悪魔の常套手段は、自分の身を隠すということです。その方が仕事がしやすいからです。忍者だって自分の身を隠すのです。悪魔も同じで、「悪魔なんて、そんなものいるはずない」と思わせるのが、悪魔の手段なのです。ついでに、「神もいるはずない」と思わせれば、悪魔にとってしめたものです。私たちは、聖書が悪魔について伝えてきたことに、唯物論的な解釈を加えて、ねじ曲げてはなりません。「悪魔というのは、人間の罪の誘惑の古代人による擬人化」というのが、教会の中でさえ、まことしやかにささやかれたりしますが、それは欺瞞です。

聖書の中にこんな一節があります。

今からは、主にあって、その強い御力によって強くなりなさい。神の武具を身につけなさい。悪魔の策略に向かい、立つことができるために。私たちの戦いは、血肉に対するものではなく、支配、権威、闇の世界の主権、天上の悪の諸霊に対するものなのです。

ヘブライ人へ6章10〜12節

もしも、悪魔の存在を否定してしまうのだったら、上の聖句はどう理解すればよいのでしょうか? 「空を打つような拳闘はしない(Tコリント9:26)」と使徒パウロもおっしゃっています。私たちクリスチャンは、勝利者キリスト・イエスに従い行く者なのです。

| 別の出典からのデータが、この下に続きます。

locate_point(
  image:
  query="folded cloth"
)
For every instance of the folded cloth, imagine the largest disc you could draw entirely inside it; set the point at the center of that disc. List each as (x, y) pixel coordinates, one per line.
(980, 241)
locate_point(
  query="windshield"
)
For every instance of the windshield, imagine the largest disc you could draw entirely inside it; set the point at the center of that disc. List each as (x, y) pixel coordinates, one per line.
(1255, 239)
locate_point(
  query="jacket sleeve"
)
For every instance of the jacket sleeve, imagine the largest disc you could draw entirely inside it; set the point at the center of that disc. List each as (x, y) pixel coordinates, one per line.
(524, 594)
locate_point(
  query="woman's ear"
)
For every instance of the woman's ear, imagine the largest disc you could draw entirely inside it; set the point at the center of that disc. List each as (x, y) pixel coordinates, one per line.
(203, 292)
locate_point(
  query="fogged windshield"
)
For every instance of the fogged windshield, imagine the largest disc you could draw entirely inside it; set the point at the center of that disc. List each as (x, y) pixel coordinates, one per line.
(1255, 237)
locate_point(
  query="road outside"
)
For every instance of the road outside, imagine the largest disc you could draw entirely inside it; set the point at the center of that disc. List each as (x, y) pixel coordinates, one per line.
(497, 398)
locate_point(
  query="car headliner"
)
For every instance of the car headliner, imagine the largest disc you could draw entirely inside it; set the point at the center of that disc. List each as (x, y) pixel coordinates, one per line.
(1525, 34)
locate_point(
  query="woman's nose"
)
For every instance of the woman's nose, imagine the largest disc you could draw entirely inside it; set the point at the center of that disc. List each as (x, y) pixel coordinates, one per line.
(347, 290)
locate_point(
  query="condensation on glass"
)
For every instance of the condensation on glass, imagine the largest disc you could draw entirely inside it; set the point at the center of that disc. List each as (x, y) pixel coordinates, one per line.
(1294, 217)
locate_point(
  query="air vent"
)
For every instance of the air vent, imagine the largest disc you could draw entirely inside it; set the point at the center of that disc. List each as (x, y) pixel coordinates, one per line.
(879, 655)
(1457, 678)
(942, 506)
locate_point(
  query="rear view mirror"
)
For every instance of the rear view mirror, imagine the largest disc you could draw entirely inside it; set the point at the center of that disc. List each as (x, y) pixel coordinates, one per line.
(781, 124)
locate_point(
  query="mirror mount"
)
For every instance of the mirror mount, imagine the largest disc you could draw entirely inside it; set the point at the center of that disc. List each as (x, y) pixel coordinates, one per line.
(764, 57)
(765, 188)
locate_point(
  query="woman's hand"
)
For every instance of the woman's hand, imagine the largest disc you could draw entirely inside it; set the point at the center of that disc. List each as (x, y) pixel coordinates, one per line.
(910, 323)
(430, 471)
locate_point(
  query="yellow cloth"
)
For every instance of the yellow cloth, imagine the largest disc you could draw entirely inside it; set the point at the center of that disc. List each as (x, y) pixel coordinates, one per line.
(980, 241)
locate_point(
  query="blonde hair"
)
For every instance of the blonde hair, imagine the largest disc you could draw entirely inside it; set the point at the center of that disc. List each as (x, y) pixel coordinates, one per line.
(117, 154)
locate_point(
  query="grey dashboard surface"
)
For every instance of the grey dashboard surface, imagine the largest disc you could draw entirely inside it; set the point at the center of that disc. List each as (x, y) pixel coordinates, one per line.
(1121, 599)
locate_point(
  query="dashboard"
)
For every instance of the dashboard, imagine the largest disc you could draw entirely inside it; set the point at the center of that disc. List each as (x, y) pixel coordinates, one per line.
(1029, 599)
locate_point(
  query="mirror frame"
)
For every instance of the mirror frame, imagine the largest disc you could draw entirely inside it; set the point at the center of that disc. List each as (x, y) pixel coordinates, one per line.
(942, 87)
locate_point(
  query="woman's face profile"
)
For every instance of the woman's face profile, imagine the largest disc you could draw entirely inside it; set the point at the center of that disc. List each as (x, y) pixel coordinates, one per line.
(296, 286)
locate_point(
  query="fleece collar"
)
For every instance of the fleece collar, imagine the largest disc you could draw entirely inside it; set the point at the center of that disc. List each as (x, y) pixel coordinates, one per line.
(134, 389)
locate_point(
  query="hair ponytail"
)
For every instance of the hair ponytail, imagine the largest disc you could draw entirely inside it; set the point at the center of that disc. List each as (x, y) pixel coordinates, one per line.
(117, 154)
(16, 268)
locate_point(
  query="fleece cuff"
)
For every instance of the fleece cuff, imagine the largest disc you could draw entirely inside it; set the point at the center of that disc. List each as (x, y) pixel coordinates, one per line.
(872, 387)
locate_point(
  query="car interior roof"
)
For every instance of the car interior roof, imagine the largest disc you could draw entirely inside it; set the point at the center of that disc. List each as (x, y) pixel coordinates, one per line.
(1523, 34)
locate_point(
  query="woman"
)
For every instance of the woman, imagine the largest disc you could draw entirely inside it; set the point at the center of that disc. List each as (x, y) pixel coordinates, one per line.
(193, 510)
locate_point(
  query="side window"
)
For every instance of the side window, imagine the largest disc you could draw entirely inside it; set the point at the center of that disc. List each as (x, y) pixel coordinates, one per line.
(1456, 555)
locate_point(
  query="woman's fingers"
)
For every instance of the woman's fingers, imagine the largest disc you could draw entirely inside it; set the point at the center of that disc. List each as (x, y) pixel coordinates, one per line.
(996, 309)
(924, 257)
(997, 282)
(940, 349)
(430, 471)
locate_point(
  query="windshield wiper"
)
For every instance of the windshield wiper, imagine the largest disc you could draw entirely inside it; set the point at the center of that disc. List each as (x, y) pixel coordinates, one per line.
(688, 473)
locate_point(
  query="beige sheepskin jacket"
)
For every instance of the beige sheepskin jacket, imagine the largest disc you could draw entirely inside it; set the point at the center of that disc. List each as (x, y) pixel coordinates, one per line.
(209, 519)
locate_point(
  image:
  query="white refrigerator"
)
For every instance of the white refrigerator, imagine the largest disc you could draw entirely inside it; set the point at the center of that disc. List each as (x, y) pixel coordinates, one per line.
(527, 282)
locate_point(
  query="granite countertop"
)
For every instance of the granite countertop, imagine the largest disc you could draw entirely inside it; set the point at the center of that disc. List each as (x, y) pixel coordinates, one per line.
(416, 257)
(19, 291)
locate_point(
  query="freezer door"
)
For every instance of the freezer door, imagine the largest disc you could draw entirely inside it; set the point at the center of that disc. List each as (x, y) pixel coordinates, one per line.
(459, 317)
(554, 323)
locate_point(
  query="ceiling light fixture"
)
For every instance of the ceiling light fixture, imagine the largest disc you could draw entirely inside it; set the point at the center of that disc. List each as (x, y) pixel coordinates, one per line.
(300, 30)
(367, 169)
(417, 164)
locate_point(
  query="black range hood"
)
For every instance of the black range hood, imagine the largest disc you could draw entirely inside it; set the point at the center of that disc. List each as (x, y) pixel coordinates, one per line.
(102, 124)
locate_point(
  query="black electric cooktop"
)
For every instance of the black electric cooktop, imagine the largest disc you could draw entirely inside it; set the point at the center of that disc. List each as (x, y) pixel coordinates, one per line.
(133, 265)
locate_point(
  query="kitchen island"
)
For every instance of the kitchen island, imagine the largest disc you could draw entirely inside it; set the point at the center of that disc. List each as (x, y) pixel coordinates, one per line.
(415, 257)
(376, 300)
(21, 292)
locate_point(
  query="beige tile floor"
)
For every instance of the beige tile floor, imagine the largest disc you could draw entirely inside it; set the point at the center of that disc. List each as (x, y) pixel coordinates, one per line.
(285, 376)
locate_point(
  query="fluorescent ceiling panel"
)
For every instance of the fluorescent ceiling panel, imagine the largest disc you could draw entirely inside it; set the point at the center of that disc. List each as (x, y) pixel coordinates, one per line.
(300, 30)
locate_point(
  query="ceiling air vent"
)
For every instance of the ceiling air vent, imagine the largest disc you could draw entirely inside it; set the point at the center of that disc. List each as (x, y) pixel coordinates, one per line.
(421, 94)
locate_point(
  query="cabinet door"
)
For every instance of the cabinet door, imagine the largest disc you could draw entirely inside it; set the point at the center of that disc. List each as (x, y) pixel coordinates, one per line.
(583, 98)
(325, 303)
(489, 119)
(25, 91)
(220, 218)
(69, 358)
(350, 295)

御神に感謝! 私たちを常に、キリストの内にあって凱旋させ、どこにあっても、私たちを通してキリストを知る知識の香りをあらわにしてくださることを。

コリント人へ下巻 2章14節

平和のために、神の武具を身につけて、主の御力によって悪魔と戦う者こそ、クリスチャンなのです。私たちの敵である悪魔とは、すなわちこのような者です。「ディアボロス(告発者)」、「アポリオン(破壊者)」、「アバドン(破壊者)」、「サタン(敵する者)」、「ベエルゼブル(ハエのバアル[主人])」、「ベリヤアル(無価値)」、「マステマ(敵意)」…… これらは、すべて聖書に出てくる悪魔を表す単語です。また、「この世の君主」とか「空の権を持つ君主」、「反キリスト」など、いろいろな呼び名があります。つまり、私たちの敵であり、私たちを告発し、破壊する者、無価値な思い(背徳)に誘う者です。

戦いで、敵を知らないということほど、不利なことはありません。敵の存在を認めない戦いなど、ありはしないのです。戦いといっても、「私たちvs悪魔」ではありません。「神の陣営vs悪魔の陣営」です。ですから、勝負はもう既についているのです。勝利者は、復活の主イエス・キリストです。しかし、それでもなお、私たちを神の陣営から離反させようとたくらむのが悪魔です。決して侮ってはいけません。悪魔は、滅びの道連れを常に探し回っているからです。

悪魔は、私たちの教会の内部に、告発の種、お互いに裁き合い、ののしり合う種、分裂の種を蒔き続けているのです。主の教会、主の王国のために…… 騙されないよう、常に勝利の主イエス・キリストを見つめながら、歩んで行きましょう。


天のお父様、私たちを御子キリストからはぐらかそうとたくらむ者がいるのです。私たちは弱くても、キリストによって、聖霊の御力を頼りとして、歩むことができますよう、お導きください。そして、常にあなたの御心に沿うものかどうか見分ける知恵をお与えくださいますように。主イエス・キリストの御名によって、アーメン。